12 maggio 2008
Un bel libro sul Paraguay
Incastrato tra Argentina e Brasile, il Paraguay nel secolo scorso ha vissuto la mestizia e il terrore di una qualsiasi dittatura sudamercana.
Ho letto "Emboscada" Le lotte contadine contro la dittatura in Paraguay di Norberto Bellini (Infinito edizioni). Il saggio è stato appena pubblicato col pratrocinio di Ases (Associazione Solidarietà e Sviluppo), Cia (Confederazione Italiana Agricoltori), Diocesi di San Juan Bautista de las Misiones e Provincia di Venezia.
Ho pensato di trovare, e in un certo senso è stato davvero così, il solito racconto delle ingiustizie e delle torture della solita dittatura sudamericana.

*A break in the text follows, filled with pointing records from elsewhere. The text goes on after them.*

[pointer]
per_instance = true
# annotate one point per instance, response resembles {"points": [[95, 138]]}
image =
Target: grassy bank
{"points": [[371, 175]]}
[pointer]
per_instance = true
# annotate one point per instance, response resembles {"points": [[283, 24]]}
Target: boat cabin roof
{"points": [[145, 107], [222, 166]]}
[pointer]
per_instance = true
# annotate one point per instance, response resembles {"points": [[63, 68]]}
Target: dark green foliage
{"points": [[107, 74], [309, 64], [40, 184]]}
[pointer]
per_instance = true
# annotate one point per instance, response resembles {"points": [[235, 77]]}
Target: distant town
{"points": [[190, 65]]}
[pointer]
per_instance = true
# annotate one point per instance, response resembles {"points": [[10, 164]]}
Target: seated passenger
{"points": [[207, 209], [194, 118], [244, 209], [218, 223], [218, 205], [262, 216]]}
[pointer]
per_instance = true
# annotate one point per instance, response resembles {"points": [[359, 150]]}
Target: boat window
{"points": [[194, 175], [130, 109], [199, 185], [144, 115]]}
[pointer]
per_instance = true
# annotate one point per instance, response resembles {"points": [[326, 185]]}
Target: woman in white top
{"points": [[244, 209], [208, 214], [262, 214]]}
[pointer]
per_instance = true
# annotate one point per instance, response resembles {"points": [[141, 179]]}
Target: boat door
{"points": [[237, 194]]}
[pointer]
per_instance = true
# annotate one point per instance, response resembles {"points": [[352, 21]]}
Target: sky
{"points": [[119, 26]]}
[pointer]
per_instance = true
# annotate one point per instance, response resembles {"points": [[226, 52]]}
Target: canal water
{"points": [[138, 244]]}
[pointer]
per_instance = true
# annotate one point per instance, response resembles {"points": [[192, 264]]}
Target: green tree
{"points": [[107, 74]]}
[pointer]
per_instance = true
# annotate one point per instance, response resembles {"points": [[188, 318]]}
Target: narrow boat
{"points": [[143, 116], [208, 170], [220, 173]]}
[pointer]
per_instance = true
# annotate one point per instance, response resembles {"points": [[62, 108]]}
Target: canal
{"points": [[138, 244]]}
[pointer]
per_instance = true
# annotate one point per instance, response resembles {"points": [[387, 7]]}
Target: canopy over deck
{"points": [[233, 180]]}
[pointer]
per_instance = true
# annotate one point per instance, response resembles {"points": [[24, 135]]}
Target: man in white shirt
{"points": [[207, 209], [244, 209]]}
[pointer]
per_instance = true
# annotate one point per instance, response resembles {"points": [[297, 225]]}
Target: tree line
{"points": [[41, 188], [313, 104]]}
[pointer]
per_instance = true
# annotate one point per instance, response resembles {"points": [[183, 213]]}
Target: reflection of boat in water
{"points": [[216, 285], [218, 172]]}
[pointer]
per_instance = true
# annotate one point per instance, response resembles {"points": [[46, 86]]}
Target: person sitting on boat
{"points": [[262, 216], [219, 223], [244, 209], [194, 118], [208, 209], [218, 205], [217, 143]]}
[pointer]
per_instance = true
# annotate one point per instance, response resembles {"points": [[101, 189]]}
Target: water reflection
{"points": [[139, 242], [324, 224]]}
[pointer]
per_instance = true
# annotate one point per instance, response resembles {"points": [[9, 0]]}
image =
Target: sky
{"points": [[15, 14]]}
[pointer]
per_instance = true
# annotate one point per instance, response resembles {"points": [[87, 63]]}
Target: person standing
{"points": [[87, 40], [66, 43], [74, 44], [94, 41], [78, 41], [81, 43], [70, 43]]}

Solite cose. Solito orrore. Soprattutto mi è sembrata orrenda la serena tranquillità con la quale gingillando il libro mi chiedevo se valesse la pensa anche soltanto sfogliarlo, in prima persona, per affrontare le solite cose, come ad esempio il degrado umano che giunge fino alla tortura dei prigionieri (il primo e classico esempio per definire un regime antidemocratico, mi venne insegnato, è appunto il fatto che ricorre a un qualsiasi genere di sopruso fisico o psicologico nei confronti dei propri prigionieri).
Avendo provato orrore della mia fredda indifferenza, l’ho letto.
Dal punto di vista del blog, una testimonianza mi ha colpito. Uno povero cristo è stato torturato semplicemente perché non comprendeva la domanda: gli veniva chiesto quale fosse il suo ‘pseudonimo’ e quello -povero contadino ignorante- non capiva la parola (e neppure la lingua, probabilmente).
Ma il libro è molto altro ancora, non solo testimonianze. L’autore da decenni è parte della storia di quel paese.
Nelle settimane scorse è stato eletto presidente un ex vescovo cattolico attraverso, a mio parere, forse il primo voto un poco democratico di sempre (senza fare alcun commento di carattere politico, credo comunque sia un chiaro sintomo di quanto la situazione del paese sia problematica a distanza di pochi anni dal termine della transizione verso una specie di democrazia avvenuto nel 2003). Interessante al proposito questa breve scheda di Niccolò Locatelli su Limes (L’Espresso).
Di agricoltura e di contadini non capisco molto. L’unica mia esperienza diretta è l’aver sposato una donna nata e cresciuta tra le risaie del pavese. Neanche di tortura me ne intendo (e non credo valga come esperienza in tal senso mia suocera). Neanche di Sudamerica mi intendo, ma i libri in questo mi aiutano.
Note a margine:
Il De Mauro on line è il mio dizionario di riferimento in rete. Lo adoro. Utilissimo, veloce e ben fatto (la parola iniziale di esempio è gatto, e questo qualcosa dimostra). …ma sulla tortura scivola, oso affermare, impietosamente; infatti riporta: "tortura: complesso di forme di coercizione fisica o morale inflitte spec. a un imputato o al testimone di un processo, per indurlo a confessare o a deporre in modo attendibile, in uso dallÂ’antichità allÂ’Ottocento e oggi formalmente ripudiate da tutti gli Stati, ma ancora in uso illegalmente in molte parti del mondo". Infatti, che io sappia, alcuni stati – malgrado l’unanime condanna internazionale di facciata – considerano perfettamente legale tuttora la tortura ai prigionieri.
Definisco ‘bel libro’ Emoboscada di Bellini nel titolo del post perché pur raccontando di una lotta senza fine, a me pare un libro ‘bello’ da leggere. Non saprei aggiungere altro.